* [PATCH] Eliminate the hot/cold distinction in the page allocator
@ 2008-01-11 4:13 Christoph Lameter
2008-01-14 11:24 ` Mel Gorman
0 siblings, 1 reply; 2+ messages in thread
From: Christoph Lameter @ 2008-01-11 4:13 UTC (permalink / raw)
To: akpm; +Cc: linux-mm, Mel Gorman
This is on top of the patch that adds cold pages to the end of the pcp
list. It drops all the distinctions between hot and cold pages which
improves performance. See the discussion and the tests that Mel Gorman
performed with this patch at
http://marc.info/?t=119507025400001&r=1&w=2
Signed-off-by: Christoph Lameter <clameter@sgi.com>
Signed-off-by: Mel Gorman <mel@csn.ul.ie>
---
include/linux/gfp.h | 3 +--
mm/page_alloc.c | 34 +++++++---------------------------
mm/swap.c | 2 +-
3 files changed, 9 insertions(+), 30 deletions(-)

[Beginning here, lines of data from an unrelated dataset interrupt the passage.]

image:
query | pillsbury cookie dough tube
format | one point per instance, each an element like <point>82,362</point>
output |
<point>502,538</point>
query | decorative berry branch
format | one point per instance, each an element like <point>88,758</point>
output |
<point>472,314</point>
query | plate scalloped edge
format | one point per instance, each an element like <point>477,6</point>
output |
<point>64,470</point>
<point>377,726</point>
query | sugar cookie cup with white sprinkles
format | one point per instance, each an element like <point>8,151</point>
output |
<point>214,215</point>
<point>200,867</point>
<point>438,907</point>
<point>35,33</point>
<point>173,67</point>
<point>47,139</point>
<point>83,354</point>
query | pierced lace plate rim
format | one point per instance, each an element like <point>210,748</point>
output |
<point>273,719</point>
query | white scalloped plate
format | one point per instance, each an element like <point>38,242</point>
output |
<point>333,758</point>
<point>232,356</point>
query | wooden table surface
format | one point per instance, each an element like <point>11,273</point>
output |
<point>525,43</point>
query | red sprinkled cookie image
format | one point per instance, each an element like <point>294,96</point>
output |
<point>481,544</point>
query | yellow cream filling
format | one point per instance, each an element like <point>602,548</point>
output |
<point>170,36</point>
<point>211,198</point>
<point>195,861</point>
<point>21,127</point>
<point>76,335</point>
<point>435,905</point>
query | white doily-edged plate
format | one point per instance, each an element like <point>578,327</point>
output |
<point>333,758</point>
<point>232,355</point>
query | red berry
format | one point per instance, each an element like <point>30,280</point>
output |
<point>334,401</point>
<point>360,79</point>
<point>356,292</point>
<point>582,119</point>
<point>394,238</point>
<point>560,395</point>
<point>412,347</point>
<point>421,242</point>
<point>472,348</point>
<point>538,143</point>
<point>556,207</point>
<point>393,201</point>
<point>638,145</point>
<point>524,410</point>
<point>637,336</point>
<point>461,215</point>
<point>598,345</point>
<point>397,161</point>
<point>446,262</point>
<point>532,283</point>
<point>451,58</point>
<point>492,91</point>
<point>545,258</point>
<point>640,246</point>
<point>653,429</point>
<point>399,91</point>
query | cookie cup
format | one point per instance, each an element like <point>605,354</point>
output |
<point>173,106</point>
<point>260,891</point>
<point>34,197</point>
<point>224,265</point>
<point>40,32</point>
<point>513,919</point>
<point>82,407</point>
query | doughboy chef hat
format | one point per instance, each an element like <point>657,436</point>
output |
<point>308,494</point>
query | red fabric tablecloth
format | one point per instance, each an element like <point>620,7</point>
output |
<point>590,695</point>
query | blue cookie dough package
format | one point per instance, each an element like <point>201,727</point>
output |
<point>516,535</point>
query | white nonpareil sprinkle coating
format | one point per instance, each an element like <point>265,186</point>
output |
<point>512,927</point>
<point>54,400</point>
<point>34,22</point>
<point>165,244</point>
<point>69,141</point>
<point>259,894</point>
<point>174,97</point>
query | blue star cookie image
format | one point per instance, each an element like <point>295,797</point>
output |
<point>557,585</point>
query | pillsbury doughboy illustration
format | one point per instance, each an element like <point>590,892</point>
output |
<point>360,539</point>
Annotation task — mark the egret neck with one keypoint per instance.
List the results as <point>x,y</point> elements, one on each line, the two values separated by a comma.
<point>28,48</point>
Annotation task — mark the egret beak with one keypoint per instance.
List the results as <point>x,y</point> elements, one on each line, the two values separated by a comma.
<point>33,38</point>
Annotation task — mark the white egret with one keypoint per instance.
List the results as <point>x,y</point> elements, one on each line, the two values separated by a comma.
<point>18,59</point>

Index: linux-2.6.24-rc6-mm1/include/linux/gfp.h
===================================================================
--- linux-2.6.24-rc6-mm1.orig/include/linux/gfp.h 2008-01-10 20:03:24.965516788 -0800
+++ linux-2.6.24-rc6-mm1/include/linux/gfp.h 2008-01-10 20:08:12.117206294 -0800
@@ -220,8 +220,7 @@ extern unsigned long FASTCALL(get_zeroed
extern void FASTCALL(__free_pages(struct page *page, unsigned int order));
extern void FASTCALL(free_pages(unsigned long addr, unsigned int order));
-extern void FASTCALL(free_hot_page(struct page *page));
-extern void FASTCALL(free_cold_page(struct page *page));
+extern void FASTCALL(free_a_page(struct page *page));
#define __free_page(page) __free_pages((page), 0)
#define free_page(addr) free_pages((addr),0)
Index: linux-2.6.24-rc6-mm1/mm/page_alloc.c
===================================================================
--- linux-2.6.24-rc6-mm1.orig/mm/page_alloc.c 2008-01-10 20:03:24.977516887 -0800
+++ linux-2.6.24-rc6-mm1/mm/page_alloc.c 2008-01-10 20:03:28.169508169 -0800
@@ -993,7 +993,7 @@ void mark_free_pages(struct zone *zone)
/*
* Free a 0-order page
*/
-static void free_hot_cold_page(struct page *page, int cold)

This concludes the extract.